In “VMware Articulates a Compelling Management Vision – Automated Service Assurance“, we detailed the strategy the VMware announced at VMworld Las Vegas in the fall of 2011. The cornerstone of that strategy was to open up a new ROI for virtualization. This new ROI is based upon OPEX savings that come from automating IT Operations, in contrast to the CAPEX savings that come the server consolidation that has fueled the virtualization industry so far.
The basics of this strategy and vision are:
- Detect a problem (through monitoring)
- Determine what actions need to be taken to fix the problem (through some intelligence)
- Take those actions automatically (through orchestration)
- Verify (again through monitoring) that the problem has been fixed
- Notify the human operators of the system that the problem has occurred, that it has been fixed and how it was fixed.
Notice that there are three essential pieces of technology that one needs to pull this off:
- Monitoring. There is actually more here than you might think. Just monitoring the infrastructure for how resources are being used is woefully inadequate. What is needed here is end to end monitoring of the infrastructure for latency, and end to end monitoring of every application (through all of its components) for response time.
- Intelligence. This is where automated service assurance gets really hard. There are two options for how to implement the required form of intelligence (only two right now because we have not figured out how to grow an “IT brain” in a jar yet). The first one of the two is a deterministic rules engine that knows that if X occurs then do Y. The second one of the two is a self-learning statistical engine that can detect abnormalities in patterns AND detect the most likely cause
- Orchestration. This is the easiest of the three – especially if you assume that you are running on a virtualization platform like vSphere that has the control API’s and orchestration engine needed to implement actions.
Drilling Down into Intelligence
Since the intelligence required to set in between the monitors and the orchestration is the most unsolved of these problems lets drill into this one a bit. There are significant challenges with both the deterministic (rules based) and statistical (self-learning) approaches:
- For rules based systems (if X goes wrong, do Y), the problem is quite simply that there are two many variations of X, and it is nearly impossible for humans to specify them all a head of time with remediation steps. For this reason rules engines have largely fallen by the wayside, as they have proven to be largely too expensive and time consuming to implement and maintain. Sure there are exceptions. Both HA and DRS are simple examples of rules based IT Automation. And both HA and DRS work because they take a very simple set of inputs (the server is about to go down) and take a very simple action (move the VM’s somewhere else). The problem with rules based systems is, what if the symptom is the degradation in the response time for a business critical application? There are hundreds of things that could cause this, and writing a rule in anticipation of each one is simply not possible.
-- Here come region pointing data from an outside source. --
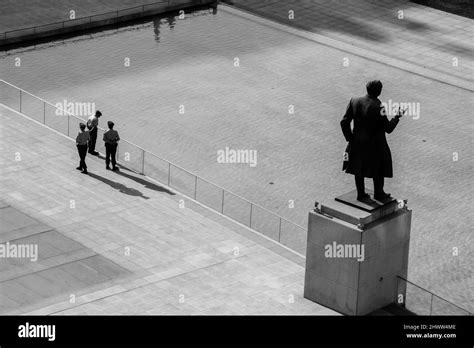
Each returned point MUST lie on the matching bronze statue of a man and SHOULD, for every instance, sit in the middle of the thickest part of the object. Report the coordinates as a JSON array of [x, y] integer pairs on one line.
[[367, 154]]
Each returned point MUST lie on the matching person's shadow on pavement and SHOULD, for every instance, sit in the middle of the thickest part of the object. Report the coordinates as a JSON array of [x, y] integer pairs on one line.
[[145, 183], [118, 186]]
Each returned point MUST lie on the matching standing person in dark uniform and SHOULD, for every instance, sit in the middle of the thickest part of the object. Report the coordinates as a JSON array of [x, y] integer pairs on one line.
[[367, 154], [111, 138], [92, 124], [82, 139]]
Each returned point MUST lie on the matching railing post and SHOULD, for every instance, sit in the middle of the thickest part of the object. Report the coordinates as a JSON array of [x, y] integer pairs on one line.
[[169, 173], [222, 207], [279, 231], [431, 306], [195, 187], [250, 221]]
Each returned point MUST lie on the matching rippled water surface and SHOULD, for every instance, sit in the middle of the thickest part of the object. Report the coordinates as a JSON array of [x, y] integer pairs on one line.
[[189, 65]]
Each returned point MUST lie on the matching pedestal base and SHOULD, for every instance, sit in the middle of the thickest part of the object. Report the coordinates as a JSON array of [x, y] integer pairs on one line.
[[354, 256]]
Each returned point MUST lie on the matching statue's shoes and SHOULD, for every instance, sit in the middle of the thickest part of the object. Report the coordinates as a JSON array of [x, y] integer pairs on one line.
[[363, 197], [382, 196]]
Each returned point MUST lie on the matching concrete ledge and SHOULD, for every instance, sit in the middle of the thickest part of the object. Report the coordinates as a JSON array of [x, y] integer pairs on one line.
[[100, 20]]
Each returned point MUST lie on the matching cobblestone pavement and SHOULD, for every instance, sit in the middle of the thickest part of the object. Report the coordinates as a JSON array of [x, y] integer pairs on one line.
[[18, 14], [248, 108], [119, 247]]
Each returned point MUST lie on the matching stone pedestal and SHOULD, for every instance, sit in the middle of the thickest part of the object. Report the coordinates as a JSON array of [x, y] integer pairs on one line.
[[355, 252]]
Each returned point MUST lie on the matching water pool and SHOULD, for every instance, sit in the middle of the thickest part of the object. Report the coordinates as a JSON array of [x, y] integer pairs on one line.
[[189, 65]]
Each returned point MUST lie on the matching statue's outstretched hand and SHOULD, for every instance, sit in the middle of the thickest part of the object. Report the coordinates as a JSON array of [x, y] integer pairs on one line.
[[400, 113]]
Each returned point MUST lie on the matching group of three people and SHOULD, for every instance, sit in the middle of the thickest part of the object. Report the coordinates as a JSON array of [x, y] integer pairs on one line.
[[86, 140]]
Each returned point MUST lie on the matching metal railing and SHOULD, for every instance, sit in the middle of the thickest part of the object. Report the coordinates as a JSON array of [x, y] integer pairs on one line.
[[89, 19], [285, 232], [174, 176], [423, 302]]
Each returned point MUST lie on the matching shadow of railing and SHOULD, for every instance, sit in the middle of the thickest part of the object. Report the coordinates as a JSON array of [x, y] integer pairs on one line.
[[417, 299], [423, 302], [163, 171]]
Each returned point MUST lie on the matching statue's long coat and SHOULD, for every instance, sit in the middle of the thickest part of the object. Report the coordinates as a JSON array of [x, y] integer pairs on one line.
[[368, 154]]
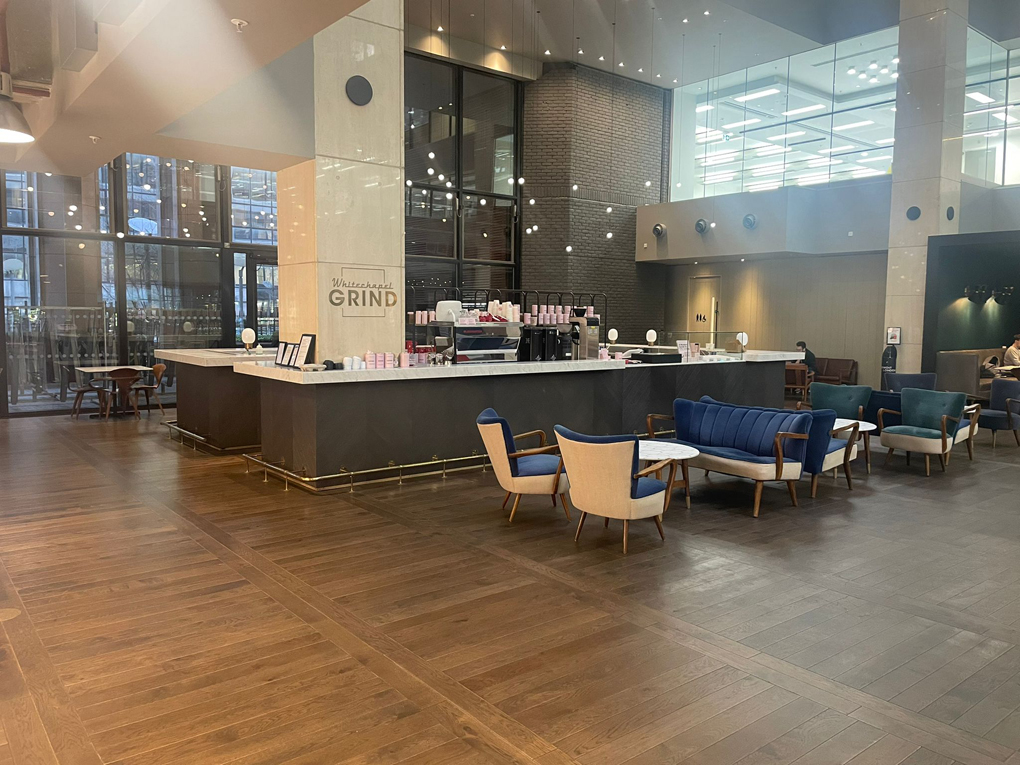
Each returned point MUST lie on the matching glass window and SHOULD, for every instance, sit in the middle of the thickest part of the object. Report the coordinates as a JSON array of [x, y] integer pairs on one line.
[[59, 314], [429, 122], [826, 114], [42, 200], [488, 227], [173, 299], [170, 198], [490, 140], [429, 220], [253, 206]]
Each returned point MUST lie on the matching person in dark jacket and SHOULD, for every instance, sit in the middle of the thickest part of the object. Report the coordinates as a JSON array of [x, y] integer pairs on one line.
[[809, 358]]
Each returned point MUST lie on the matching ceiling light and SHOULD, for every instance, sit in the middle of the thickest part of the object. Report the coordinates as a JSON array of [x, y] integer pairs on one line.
[[803, 110], [759, 94], [741, 123], [853, 125]]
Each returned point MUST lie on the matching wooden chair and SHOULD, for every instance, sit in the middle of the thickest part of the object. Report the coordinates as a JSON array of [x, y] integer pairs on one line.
[[122, 380], [153, 390], [81, 390], [799, 378]]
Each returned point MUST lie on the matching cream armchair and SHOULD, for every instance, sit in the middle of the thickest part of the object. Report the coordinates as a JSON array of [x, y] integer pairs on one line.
[[606, 480], [537, 470]]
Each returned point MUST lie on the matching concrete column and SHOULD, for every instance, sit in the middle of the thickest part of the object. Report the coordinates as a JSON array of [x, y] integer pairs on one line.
[[342, 213], [926, 171]]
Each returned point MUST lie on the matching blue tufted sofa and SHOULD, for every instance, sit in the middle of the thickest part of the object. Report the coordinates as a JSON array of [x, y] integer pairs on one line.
[[747, 442], [827, 448]]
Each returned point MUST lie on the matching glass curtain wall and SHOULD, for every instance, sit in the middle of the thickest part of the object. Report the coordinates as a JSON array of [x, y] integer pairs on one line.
[[991, 113], [93, 277], [461, 151], [824, 115]]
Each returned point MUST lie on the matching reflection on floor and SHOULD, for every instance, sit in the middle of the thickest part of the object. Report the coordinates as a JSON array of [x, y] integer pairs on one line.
[[158, 605]]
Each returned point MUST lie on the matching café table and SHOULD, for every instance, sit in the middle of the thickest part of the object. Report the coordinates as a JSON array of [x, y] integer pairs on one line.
[[864, 430], [651, 450], [121, 399]]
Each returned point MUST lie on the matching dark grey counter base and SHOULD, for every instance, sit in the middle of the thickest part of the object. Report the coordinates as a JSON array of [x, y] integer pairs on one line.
[[320, 429], [219, 405]]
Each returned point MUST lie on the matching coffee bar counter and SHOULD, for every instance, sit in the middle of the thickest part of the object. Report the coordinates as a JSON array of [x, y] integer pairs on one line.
[[318, 423], [216, 407]]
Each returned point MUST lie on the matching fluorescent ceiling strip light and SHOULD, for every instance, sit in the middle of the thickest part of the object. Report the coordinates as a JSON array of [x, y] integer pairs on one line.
[[741, 123], [759, 94], [980, 98], [803, 110], [787, 135], [854, 125]]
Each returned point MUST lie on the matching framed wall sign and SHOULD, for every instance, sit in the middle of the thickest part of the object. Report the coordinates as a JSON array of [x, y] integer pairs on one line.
[[306, 350]]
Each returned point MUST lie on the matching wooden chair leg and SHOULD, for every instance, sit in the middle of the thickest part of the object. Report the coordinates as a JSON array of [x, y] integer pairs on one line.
[[580, 524], [513, 510]]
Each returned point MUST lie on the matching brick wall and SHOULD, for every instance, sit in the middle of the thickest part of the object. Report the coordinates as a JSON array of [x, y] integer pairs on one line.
[[609, 136]]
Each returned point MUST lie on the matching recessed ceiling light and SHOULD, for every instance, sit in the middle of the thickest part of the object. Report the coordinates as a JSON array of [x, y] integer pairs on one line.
[[853, 125], [803, 110], [759, 94], [741, 123]]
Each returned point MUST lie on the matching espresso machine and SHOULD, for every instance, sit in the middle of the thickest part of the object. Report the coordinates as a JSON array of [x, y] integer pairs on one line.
[[583, 335]]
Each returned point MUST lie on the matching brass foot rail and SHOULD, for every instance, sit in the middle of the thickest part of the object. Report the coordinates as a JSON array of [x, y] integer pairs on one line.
[[310, 482]]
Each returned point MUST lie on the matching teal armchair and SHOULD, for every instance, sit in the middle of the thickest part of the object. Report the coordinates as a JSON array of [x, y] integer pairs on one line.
[[930, 420]]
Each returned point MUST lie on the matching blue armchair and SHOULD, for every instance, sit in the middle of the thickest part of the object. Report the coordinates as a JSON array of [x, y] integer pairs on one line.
[[522, 471], [1004, 408], [757, 444], [607, 481], [930, 419], [827, 447]]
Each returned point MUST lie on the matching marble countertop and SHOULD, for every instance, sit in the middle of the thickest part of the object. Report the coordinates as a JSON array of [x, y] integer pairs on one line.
[[270, 371], [213, 356]]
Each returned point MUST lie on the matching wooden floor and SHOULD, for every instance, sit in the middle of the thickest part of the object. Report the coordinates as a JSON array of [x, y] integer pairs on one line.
[[160, 606]]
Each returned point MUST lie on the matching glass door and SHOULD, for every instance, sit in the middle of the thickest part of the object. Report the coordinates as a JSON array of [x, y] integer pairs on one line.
[[256, 296]]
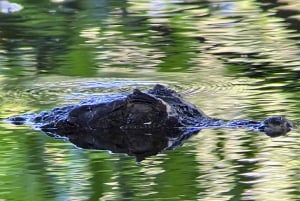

- The lack of scalability and maintainability for rules based systems leads us to self-learning statistically based systems. Here we have three great examples of technology to work with, the analytics in vC Operations that came from Integrien, the market leading performance analytics solutions from Netuitive, and Prelert. Before we get into these in more detail, however it is very important to realize that they all share one common pitfall. That pitfall is that knowing that two sets of things both went out of bounds at the same time, is not the same thing as knowing that A caused B. In the world of statistics this is known and not confusing correlation with causation.